Kehilangan bagian 1
Beruntungnya aku
mendapatkan dia. Lelaki sempurna yang menemani hari-hariku. Tak pernah aku
menyangka bahwa takdir akan mempertemukanku dengan orang sepertinya. Ternyata
cinta mampu tumbuh dalam hubungan yang biasa.
Rangga, itulah
nama suamiku. Dia melamarku enam tahun silam ketika aku baru lulus wisuda di sebuah
perguruan tinggi negeri. Tak pernah aku sangka dia akan melakukan hal itu.
Pertemanan biasa yang kami jalini sedikitpun tak membuatku berpikir bahwa
dialah pangeran impian itu.
Dia melamarku
dihadapan keluarga besarku dan juga teman-temanku. Saat itu, selain terkejut
aku juga merasa malu. Sebab dihadapan mereka dia melamarku. Membawa sebuket
bunga dan balon warna warni berbentuk hati. Semua mata tertuju padaku saat itu.
Aku tak mampu berkata apapun. Mungkin saat itu wajahku memerah sebab malu.
Mungkin. Sebab aku tidak tahu. Hanya kabar-kabar burung dari teman-temanku saja
yang aku terima.
Mengenang semua
kejadian masa lalu nan indah itu membuatku selalu merasa jatuh cinta kembali
pada suamiku. Dia adalah lelaki terbaik yang Tuhan kirimkan kedalam hidupku.

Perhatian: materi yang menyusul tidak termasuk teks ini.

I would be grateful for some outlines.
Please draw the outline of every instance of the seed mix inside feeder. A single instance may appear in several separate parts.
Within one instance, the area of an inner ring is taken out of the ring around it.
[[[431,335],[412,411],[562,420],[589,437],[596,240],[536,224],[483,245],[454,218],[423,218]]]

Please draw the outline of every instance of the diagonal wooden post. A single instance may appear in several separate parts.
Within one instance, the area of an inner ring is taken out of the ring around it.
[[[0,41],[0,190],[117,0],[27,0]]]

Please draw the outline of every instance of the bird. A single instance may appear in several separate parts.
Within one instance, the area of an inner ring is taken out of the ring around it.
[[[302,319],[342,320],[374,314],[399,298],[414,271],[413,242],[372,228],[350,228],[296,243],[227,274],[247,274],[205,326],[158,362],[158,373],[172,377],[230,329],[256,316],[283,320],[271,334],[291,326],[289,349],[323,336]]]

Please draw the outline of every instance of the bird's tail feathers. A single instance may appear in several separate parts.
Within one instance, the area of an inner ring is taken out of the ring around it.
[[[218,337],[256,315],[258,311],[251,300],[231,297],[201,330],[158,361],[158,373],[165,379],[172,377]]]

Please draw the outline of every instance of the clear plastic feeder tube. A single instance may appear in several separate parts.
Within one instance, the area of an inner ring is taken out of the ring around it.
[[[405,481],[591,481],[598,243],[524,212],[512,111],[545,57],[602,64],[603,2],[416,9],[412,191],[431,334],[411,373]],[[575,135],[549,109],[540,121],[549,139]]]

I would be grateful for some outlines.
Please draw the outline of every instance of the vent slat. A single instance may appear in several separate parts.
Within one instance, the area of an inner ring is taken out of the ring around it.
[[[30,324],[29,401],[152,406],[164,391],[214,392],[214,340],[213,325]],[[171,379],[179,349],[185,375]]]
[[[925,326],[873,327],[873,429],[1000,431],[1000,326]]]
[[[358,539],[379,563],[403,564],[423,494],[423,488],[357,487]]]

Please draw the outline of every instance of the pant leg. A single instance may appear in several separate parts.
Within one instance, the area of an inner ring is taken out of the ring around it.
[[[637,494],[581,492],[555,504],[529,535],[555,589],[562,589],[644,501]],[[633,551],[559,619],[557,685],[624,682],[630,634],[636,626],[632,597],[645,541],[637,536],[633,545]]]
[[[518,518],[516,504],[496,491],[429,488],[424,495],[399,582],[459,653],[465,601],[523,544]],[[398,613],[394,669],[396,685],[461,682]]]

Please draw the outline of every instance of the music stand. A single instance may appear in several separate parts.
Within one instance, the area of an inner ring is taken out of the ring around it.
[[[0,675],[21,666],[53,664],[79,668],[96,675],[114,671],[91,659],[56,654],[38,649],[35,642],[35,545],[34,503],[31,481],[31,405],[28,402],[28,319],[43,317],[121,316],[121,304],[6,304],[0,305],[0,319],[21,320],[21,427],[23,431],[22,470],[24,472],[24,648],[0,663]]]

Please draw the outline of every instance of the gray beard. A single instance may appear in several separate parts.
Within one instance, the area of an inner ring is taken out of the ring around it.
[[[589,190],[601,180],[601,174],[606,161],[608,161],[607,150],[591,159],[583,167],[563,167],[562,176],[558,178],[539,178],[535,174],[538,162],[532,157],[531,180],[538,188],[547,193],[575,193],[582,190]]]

Tak berapa lama setelah kejadian itu dia dan keluarganya datang kerumahku untuk
secara resmi melamarku. Kami menikah. Kebahagian itu tak mampu kubendung lagi.
Oh ya, kami itu
sejak kecil adalah teman satu permainan. Saat dikampung nenekku dulu, aku
selalu bermain bersamanya. Tetapi begitu aku beranjak remaja, aku mulai
meninggalkan kampung halaman ayah dan tinggal di kota. Sesekali kami masih
sering berkunjung kesana tetapi hanya sekali dua.
Tiga bulan setelah
pernikanan, aku hamil. Itu adalah masa-masa paling berat sekaligus romantis.
Rangga tak pernah alfa untuk memanjakanku. Membantu setiap pekerjaan rumah
ketika aku selalu mual diawal-awal kehamilan. Dia juga menjadi lebih perhatian
dari biasanya. Mungkin ini adalah hal wajar tapi sewajar apapun tetap saja dia
berubah dan membuatku semakin mencintainya.
“Ay, kamu dikamar?”
Suara Rangga membangunkanku dari semua kenangan masa lalu itu. Aku meletakkan
album foto yang sedangku pegang kedalam rak dan menghampiri Rangga yang sekarang
berdiri di pintu kamar kami.
“Ada apa bi?”
Kataku singkat.
“Ngga ada apa-apa. Tadi aku sampe rumah tapi sepi.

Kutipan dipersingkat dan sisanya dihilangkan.